Antoine, que l'on retrouve sous son pseudonyme de "Visage Neige Visage Glace" est a la fois un grand fan de Black Metal devant l'éternel (enfin celui avec des cornes) et un poète à la plume redoutablement affûtée pour nous décrire les tourments d'une âme artiste confrontée à la bêtise et au vide intersidéral de notre temps. Ayant eu l'opportunité de lire un de ces recueils j'ai trouvé intéressant d'ouvrir avec vous cette page de poésie pour oublier un peu le matérialisme techniciste de notre temps...Le Scribe
UN PEU DE POÉSIE DANS UN MONDE DE BRUTES
Bonjour, Peux-tu présenter ton travail poétique
a nos lecteurs ?
bonjour scribe. Pour qualifier mon travail en poésie je dirais d’abord « libre » dans la forme , je ne me suis jamais fixé de limites stylistiques en terme de poésie , la preuve en est que les débuts étaient très inspirés par le surréalisme et l’association de mots ou d’images spontanées afin de créer un nouvel univers . J’ai ensuite évolué vers une poésie plus symbolique en fonction des thèmes qui m’étaient naturels (la nature, la fuite, la psychologie puis plus tard la dépression). Sur le fond l’élément prépondérant reste le rapport à la nature comme image de ce qui à la fois dépasse l’homme mais aussi le représente. Le froid de l’Islande dans mes textes est ainsi pour image cette sensation pénible d’être en prise avec le réel, la souffrance , le mal être . La glace par exemple fait rapport à ce qui coupe et paralyse un homme de l’intérieur comme l’anxiété ou le suicide. Ces notions, ces symboles font parties intégrantes d’un portrait psychologique mais ont bien sûr évoluées au cours de mes 10 années d’écriture.

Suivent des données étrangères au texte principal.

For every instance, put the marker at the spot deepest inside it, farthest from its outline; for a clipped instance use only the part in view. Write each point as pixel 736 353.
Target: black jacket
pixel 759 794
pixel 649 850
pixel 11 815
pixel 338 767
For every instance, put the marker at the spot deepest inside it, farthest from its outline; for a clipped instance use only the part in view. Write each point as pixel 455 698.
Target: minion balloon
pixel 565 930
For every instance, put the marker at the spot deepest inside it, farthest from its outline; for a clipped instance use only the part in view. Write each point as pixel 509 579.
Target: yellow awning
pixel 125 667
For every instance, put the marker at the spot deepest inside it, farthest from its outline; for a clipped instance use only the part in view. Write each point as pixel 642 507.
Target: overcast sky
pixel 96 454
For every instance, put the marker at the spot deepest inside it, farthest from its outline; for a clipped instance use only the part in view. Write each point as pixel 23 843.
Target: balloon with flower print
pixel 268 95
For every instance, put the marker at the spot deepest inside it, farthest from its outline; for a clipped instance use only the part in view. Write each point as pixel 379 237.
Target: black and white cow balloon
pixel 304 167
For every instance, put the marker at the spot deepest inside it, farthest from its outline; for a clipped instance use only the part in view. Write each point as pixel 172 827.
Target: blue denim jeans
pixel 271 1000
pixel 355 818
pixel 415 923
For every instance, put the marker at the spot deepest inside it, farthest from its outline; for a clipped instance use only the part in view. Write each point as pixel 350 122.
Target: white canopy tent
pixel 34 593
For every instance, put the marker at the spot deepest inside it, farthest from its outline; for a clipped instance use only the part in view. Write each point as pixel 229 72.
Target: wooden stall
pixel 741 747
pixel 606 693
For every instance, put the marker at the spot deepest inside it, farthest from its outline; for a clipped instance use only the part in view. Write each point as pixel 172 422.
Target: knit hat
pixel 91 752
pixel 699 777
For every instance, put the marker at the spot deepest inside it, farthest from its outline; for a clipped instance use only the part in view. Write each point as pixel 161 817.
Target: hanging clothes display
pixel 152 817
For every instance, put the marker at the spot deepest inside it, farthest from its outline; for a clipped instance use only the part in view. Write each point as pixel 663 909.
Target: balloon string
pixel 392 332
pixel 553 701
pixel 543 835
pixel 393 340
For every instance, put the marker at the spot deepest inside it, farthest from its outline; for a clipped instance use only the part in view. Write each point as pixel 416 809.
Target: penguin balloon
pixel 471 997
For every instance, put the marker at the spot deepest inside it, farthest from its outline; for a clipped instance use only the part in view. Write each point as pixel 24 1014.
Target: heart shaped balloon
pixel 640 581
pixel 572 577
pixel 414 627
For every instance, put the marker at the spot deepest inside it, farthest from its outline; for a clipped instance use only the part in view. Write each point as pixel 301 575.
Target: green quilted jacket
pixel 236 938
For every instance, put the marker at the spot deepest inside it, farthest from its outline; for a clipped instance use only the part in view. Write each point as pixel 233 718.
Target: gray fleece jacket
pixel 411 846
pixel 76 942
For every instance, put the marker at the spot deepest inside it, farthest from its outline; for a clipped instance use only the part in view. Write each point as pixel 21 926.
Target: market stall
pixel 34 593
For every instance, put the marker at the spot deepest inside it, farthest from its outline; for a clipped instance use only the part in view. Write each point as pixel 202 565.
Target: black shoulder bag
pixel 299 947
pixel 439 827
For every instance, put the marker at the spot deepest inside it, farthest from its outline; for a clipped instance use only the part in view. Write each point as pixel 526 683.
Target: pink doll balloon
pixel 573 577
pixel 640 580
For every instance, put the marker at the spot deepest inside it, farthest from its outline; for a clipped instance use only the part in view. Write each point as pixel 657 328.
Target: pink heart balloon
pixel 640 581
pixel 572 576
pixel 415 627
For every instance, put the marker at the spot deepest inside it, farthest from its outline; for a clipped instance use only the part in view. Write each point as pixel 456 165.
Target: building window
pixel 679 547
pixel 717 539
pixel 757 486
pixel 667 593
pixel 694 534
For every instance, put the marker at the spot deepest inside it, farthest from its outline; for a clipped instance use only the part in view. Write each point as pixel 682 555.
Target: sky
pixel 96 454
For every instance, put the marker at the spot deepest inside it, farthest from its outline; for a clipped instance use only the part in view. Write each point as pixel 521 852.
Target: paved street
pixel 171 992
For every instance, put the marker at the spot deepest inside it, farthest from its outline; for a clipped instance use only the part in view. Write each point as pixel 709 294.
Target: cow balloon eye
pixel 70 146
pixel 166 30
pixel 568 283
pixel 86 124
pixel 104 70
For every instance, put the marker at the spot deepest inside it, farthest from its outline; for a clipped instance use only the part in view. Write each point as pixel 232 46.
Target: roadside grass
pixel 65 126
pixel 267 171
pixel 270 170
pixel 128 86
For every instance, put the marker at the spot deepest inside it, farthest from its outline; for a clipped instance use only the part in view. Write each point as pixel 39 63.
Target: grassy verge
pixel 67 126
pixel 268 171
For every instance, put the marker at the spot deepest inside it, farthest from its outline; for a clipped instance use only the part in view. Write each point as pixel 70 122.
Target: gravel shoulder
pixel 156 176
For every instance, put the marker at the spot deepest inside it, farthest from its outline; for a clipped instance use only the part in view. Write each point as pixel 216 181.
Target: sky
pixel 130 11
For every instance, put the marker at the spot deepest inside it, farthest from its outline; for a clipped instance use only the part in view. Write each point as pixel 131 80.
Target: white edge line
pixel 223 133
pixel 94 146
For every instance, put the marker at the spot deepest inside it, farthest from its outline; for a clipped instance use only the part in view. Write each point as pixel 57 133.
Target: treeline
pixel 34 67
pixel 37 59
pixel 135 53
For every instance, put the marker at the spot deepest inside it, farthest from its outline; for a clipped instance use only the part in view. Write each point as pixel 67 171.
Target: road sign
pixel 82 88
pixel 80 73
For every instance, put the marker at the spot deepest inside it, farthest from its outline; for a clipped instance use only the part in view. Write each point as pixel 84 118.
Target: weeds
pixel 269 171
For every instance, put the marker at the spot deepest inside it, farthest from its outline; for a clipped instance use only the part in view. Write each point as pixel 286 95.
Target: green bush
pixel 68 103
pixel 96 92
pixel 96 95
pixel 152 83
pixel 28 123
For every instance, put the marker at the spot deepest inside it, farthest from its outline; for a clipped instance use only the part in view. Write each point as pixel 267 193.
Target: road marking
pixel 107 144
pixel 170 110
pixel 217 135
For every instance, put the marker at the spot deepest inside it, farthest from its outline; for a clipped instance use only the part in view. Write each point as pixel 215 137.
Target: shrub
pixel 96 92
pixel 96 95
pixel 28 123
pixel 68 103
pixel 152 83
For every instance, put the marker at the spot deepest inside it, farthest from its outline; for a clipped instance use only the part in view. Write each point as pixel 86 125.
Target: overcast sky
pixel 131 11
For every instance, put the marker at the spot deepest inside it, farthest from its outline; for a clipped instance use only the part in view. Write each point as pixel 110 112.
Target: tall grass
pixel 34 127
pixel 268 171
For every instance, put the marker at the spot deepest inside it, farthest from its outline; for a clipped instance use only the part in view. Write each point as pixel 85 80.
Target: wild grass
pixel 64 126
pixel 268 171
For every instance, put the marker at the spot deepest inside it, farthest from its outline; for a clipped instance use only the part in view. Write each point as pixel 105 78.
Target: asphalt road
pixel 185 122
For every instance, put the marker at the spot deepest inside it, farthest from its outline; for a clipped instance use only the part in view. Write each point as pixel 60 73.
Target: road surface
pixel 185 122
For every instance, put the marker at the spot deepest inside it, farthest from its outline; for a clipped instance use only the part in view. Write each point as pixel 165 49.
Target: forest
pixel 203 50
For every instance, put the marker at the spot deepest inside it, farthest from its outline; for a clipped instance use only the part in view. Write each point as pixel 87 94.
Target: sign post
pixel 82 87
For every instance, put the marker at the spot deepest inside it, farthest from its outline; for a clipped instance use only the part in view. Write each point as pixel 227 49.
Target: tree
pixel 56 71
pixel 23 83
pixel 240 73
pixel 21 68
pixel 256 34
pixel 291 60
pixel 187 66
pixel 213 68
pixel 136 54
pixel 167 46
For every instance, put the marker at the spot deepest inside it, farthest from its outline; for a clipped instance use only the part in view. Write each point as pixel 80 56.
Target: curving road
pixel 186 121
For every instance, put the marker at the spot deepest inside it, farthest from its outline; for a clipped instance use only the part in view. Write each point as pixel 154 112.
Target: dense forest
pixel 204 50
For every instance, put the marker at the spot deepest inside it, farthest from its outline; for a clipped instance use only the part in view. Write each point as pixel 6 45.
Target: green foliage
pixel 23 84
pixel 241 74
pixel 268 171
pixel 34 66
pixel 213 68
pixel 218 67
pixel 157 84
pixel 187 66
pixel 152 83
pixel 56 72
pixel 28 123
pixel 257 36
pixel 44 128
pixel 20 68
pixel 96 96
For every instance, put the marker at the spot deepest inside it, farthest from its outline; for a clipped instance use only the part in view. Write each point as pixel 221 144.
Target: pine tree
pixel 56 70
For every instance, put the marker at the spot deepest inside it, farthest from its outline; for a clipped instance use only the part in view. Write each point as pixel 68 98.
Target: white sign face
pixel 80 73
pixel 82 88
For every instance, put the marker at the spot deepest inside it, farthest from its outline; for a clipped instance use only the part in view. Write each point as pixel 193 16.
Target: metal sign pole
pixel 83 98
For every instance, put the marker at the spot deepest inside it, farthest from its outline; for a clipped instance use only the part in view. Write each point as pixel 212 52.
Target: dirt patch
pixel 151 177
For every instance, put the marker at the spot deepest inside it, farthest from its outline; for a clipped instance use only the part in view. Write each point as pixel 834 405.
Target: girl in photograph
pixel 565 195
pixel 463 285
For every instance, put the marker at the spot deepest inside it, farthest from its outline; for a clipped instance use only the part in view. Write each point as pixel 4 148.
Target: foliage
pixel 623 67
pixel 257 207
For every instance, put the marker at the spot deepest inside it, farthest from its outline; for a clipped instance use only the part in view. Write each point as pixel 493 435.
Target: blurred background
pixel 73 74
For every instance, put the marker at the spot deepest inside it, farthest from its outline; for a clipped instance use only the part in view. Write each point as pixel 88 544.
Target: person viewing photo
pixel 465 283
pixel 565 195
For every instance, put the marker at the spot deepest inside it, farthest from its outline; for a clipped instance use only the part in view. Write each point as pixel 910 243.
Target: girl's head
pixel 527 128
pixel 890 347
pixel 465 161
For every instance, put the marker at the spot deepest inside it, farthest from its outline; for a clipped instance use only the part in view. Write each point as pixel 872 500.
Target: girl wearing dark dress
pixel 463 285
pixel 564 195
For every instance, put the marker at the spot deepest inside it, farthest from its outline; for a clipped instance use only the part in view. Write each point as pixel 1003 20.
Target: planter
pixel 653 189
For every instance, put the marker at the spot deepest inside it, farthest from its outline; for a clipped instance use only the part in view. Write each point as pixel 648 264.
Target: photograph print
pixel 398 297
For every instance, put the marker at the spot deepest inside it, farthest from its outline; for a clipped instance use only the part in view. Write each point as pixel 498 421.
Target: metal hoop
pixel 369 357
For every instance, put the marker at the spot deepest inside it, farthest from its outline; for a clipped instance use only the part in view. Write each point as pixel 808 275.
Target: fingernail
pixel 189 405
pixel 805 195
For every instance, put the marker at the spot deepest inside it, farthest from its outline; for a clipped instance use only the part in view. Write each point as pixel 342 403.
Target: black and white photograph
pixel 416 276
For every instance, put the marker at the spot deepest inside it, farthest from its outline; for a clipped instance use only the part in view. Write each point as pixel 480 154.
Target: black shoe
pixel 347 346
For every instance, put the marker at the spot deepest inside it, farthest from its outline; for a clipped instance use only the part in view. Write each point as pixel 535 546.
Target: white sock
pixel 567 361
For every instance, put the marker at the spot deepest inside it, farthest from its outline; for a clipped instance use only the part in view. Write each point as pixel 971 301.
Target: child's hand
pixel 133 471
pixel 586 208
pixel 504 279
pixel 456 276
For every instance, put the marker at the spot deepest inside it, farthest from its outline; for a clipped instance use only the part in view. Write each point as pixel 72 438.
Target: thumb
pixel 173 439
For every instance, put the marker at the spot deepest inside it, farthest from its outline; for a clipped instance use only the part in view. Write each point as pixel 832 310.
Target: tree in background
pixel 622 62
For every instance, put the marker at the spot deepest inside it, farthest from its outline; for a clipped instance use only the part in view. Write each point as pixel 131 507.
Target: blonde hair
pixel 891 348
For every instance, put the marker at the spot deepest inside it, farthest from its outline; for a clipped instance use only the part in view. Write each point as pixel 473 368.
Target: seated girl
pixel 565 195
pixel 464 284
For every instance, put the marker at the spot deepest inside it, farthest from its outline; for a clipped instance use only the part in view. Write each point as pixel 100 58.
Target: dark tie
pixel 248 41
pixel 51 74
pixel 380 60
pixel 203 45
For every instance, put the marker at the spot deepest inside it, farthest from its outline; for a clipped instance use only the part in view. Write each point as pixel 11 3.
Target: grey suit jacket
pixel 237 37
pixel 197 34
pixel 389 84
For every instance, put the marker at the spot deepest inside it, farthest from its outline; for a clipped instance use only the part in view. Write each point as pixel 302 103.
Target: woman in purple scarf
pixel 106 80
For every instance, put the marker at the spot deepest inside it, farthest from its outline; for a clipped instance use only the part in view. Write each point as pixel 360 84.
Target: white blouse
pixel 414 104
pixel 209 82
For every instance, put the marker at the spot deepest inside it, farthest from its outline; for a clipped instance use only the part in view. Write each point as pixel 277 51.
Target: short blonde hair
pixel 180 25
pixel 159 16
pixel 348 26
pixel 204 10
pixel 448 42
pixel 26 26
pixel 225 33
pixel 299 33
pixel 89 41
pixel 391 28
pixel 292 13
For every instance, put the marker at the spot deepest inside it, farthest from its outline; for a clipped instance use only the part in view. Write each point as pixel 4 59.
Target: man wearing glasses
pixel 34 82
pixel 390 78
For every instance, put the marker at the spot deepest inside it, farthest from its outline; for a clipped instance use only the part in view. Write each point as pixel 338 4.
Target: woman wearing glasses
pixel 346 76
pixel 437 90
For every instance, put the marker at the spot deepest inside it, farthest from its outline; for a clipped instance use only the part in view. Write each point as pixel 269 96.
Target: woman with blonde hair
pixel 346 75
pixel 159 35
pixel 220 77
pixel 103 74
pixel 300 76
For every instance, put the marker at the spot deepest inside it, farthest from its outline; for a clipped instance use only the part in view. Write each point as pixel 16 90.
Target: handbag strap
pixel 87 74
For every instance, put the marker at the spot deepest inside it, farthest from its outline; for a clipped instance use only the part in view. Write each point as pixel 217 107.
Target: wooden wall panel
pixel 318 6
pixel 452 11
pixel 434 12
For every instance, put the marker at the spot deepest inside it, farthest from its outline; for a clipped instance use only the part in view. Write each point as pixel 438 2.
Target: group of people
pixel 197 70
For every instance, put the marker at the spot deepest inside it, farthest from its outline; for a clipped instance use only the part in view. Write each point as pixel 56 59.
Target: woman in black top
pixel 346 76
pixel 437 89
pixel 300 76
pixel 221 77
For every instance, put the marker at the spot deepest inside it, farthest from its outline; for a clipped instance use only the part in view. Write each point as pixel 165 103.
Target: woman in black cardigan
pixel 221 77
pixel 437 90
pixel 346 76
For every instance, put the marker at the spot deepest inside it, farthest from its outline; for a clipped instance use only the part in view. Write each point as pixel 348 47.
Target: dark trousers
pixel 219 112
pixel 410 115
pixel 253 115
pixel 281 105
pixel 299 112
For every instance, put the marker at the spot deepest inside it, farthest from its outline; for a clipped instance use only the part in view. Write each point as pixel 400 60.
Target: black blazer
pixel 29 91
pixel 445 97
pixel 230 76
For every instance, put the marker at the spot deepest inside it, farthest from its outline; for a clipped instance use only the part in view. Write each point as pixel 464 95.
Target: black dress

Tes influences en matière de poésie ?
Mes influences en matières de poésie sont de trois formes : 1) littéraires 2) musicales 3) réelles . Concernant la littérature , j’ai été fortement influencé au début par des auteurs comme André breton et Robert desnos, c’était au lycée il y a 11 ans et c’est là que j’ai commencé à prendre l’écriture comme quelques chose de personnel pour moi et non de scolaire . A l’époque j’étais très porté par l’univers cyberpunk, NIN et le surréalisme. C’était ma manière d’appréhender une imagination débordante et de me comprendre en tant que jeune de 17 ans . Ensuite j’ai découvert Jack kerouac puis je suis parti au Québec et j’ai dévoré les poèmes de Blaise cendrars. Le contexte était celui du voyage , de la fuite de la France et de la recherche personnelle. C’est durant cette période que j’ai commencé à m’inspirer de mes voyages et de mes sensations pour écrire sur ma psychologie et la découverte de mon moi , ce que je nomme plus haut comme source d’inspiration « le réel ». L’hiver au Québec , le fait d’être loin de toutes mes attaches ainsi que la découverte du black métal à cette même époque, tout cela à forger les bases de mes sources d’inspirations encore actuelles. Aujourd’hui j’aime me mettre en situation propice pour écrire : dans un fjord, en Islande , au Québec ... par le réel , la littérature ou la musique. Voilà mes sources . Bien sûr la bière a beaucoup aidé
Je te sais grand fan de Black Metal. A quel
point ce genre musical influence t’il ton écriture ?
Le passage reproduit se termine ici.